Fore more information about pg_dump, see the PostgreSQL documentation.

(optional) Create a virtual machine in Yandex.Cloud and upload a dump to it

Transfer data to an intermediate virtual machine in Compute Cloud if:

  • Your Managed Service for PostgreSQL cluster is not accessible from the internet.
  • Your hardware or connection to the cluster in Yandex.Cloud is not very reliable.

The required amount of RAM and processor cores depends on the amount of data to migrate and the required migration speed.

To prepare the virtual machine to restore the dump:

  1. In the management console, create a new virtual machine from the Ubuntu 18.04 image. The VM parameters depend on the size of the database you want to migrate. The minimum configuration (1 core, 2 GB RAM, 10 GB disk space) should be sufficient to migrate a database that's up to 1 GB in size. The bigger the migrating database, the more RAM and the bigger the storage space you need (at least twice as large as the size of the database).

    The virtual machine must be in the same network and availability zone as the PostgreSQL cluster. Additionally, the VM must be assigned an external IP address so that you can load the dump from outside Yandex.Cloud.

  2. Install the PostgreSQL client and additional utilities for working with the DBMS:

    $ sudo apt install postgresql-client-common
    
    $ sudo apt install postgresql-client-10 # For PostgreSQL 10
    
    $ sudo apt install postgresql-client-11 # For PostgreSQL 11
    
  3. Move the DB dump to the VM. For example, you can use the scp utility:

    scp ~/db_dump.tar.gz <VM username>@<VM public address>:/tmp/db_dump.tar.gz
    
  4. Unpack the dump:

    tar -xzf /tmp/db_dump.tar.gz
    

Create a Managed Service for PostgreSQL cluster

Make sure that the computing power and storage size of the cluster are appropriate for the environment, where the existing databases are deployed, and create a cluster.

Restore data in the new environment

Use the pg_restore utility to restore your DB dump.

The version of pg_restore must match the pg_dump version, and the major version must be at least as high as on the DB where the dump is deployed. For example, pg_restore 10 should be used with PostgreSQL 10, but if you need to deploy the dump for PostgreSQL 11, use pg_restore 11 instead.

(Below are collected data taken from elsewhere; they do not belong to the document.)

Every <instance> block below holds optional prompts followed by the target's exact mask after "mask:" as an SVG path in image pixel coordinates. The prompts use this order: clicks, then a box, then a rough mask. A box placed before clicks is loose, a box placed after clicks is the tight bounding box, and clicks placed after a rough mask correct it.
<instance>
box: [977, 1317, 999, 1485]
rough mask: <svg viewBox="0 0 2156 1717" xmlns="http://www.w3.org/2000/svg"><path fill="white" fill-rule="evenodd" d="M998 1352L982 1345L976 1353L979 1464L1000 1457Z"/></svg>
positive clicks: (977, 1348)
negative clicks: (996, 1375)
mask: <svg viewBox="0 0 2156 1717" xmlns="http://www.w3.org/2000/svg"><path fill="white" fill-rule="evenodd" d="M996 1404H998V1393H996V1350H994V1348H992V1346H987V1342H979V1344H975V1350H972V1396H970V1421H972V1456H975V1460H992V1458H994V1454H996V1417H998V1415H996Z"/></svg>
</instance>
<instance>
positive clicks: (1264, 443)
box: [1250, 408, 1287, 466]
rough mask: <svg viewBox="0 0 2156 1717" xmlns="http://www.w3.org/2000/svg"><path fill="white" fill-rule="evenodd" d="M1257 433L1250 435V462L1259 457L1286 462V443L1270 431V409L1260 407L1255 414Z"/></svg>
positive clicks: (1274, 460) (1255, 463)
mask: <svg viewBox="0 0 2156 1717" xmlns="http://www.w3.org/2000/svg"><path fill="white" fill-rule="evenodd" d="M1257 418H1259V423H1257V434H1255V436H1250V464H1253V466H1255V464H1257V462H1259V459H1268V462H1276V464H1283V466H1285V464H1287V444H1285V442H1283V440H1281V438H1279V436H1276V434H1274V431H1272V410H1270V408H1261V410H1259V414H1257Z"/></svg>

Best practice is to restore data with the --single-transaction flag to avoid an inconsistent state of the database if an error occurs:

pg_restore -Fd \
           -v \
           -h <pgsql_host_address> \
           -U <username>
           -d <database_name> \
           -p 6432 \
           /tmp/db_dump \
           --single-transaction \
           --no-privileges

If you only need to restore a single schema, add the -n <schema name> flag.

Fore more information about pg_restore, see the PostgreSQL documentation.